Bilder ähnlich der besuchten Aufführung - Foto © Uwe Stratmann

Aktuelle Aufführungen

Das technisch Machbare

THREE TALES
(Beryl Korot, Steve Reich)

Besuch am
8. Juni 2023
(Premiere)

 

Wuppertaler Bühnen, Opernhaus Wuppertal

Kurz vor Premierenbeginn kommt niemand ins Auditorium, da die Eingangstüren verschlossen sind. Stattdessen gibt es die Durchsage, dass sich fünf Minuten vor Beginn eine kleine Tür am hinteren Rand des Foyers öffnen wird. Auch wundern sich viele, dass das Wuppertaler Opernhaus erschreckend schwach besucht ist. Sehr überschaubar sind die Gäste.
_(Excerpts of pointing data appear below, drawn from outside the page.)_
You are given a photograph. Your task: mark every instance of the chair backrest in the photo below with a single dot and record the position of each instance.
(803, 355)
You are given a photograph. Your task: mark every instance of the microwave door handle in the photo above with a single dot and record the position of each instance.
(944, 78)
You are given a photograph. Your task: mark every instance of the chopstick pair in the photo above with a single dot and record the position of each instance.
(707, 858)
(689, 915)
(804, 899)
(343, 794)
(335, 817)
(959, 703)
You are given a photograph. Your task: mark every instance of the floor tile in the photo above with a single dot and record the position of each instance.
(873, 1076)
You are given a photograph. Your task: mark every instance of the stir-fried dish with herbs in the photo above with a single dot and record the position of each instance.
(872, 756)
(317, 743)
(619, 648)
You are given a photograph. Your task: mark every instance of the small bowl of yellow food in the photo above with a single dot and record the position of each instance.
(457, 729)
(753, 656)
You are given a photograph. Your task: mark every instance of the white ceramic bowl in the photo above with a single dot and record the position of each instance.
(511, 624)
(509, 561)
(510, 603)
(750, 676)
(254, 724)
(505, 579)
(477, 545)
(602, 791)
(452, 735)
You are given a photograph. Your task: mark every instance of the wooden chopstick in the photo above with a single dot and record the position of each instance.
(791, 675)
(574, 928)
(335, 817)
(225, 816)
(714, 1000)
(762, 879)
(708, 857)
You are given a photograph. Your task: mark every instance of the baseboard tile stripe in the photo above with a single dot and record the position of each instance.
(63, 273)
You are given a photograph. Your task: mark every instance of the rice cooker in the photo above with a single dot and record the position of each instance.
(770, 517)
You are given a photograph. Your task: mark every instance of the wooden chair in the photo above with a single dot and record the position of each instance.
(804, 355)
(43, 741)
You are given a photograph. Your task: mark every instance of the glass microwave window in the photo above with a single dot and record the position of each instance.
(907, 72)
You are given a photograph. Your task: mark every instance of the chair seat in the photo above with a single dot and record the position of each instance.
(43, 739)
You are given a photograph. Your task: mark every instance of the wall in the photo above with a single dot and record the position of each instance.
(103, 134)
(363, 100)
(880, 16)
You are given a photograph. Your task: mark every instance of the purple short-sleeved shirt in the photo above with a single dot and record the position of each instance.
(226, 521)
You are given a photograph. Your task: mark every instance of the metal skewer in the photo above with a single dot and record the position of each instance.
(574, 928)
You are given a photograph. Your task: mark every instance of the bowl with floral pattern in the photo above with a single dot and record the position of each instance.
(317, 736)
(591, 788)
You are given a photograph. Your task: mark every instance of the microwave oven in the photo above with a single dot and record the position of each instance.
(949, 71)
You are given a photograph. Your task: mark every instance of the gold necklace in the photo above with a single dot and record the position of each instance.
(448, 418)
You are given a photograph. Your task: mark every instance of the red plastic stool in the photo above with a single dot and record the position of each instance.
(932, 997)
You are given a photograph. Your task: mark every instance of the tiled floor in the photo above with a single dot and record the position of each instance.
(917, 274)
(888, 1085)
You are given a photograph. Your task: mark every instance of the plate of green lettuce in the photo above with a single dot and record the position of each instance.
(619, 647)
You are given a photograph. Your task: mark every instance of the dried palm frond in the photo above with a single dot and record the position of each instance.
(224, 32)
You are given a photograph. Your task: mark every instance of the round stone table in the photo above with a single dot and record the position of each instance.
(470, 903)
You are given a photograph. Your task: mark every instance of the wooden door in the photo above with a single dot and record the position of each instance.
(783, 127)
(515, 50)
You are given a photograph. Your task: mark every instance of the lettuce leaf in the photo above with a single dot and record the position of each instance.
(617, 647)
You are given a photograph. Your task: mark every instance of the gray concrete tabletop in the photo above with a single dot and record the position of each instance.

Als sie aber wenig später hinter in einen engen Gang gelassen werden und sich anschließend am Inspizientenpult vorbei auf der Bühne des Wuppertaler Opernhauses mit geschlossenem Vorhang zum normalen Publikumsbereich befinden, ist klar, dass in diesem beengten Raum nur relativ wenige Personen passen. Man nimmt dort auf weißen Drehstühlen Platz. Die Lokalität passt zur 2002 uraufgeführten Video-Oper Three Tales der Videokünstlerin Beryl Korot und des Komponisten Steve Reich, die Wuppertals scheidender Opernintendant Berthold Schneider zum von Katrin Wittig gestalteten Raum szenisch eingerichtet hat. Mit dieser Produktion begann Schneider im September 2016 seine erste Spielzeit und beschließt mit der neu einstudierten Produktion, womit das damals am Boden liegende Haus sofort überregional wieder positiv auf sich aufmerksam machte, seine Tätigkeit dort.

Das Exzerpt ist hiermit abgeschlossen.